In its infinite wisdom Blogger has mucked up (aka “deprecated”) the video codes Jim used to create his blog, so he’s recreating it, slowly. Let him tell it:

As of this writing in March of 2017, the Blogspot site that hosts CV101 has “deprecated” or made obsolete the old video code that I have been using since 2007 to make videos visible in these articles. That’s ironic, since for several years Blogspot was not accepting the newer code that is now required, forcing me into a workaround that is now useless.

The upshot is this. Of the 222 posted articles, more than 200 include multiple YT videos, up to ten but averaging about seven per post – more than 1400 videos in all. The change has left me with the choice of either abandoning this project, which at its inception in 2006 elsewhere was a kind of pioneer in presenting embedded videos with commentary – or going into every single article and changing the code for every single video.

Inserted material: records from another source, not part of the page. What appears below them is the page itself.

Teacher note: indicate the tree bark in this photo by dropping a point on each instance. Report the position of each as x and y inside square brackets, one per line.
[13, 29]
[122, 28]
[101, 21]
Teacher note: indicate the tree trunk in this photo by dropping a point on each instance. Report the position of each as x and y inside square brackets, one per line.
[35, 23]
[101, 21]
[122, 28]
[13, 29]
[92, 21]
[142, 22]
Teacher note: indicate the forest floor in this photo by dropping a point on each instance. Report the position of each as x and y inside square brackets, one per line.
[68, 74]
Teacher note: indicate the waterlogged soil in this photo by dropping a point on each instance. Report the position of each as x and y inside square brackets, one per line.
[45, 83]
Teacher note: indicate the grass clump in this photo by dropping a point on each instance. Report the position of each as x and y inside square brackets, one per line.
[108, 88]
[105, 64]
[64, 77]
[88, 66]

I hope that no one is surprised that I am choosing to do the latter. I do believe that there is some value in this site, and several hundred thousand people over the years have enjoyed it.

However – changing all those codes is going to take some serious time to complete, so I beg your indulgence. If you happen by here and find an article that intrigues you but that is missing all or some of the videos, please drop a short comment at the end of the post and I will get to the restoration as soon as I can.

As always, thanks for your attention to this project of mine.

As of April 5 he’s got about thirty entries done and around 180 left to go. They are almost all fascinating. He’ll take a song from its earliest known cover and roll it forward to the most recent version, usually by widely varied artists. The site will be a resource for musicologists for years to come.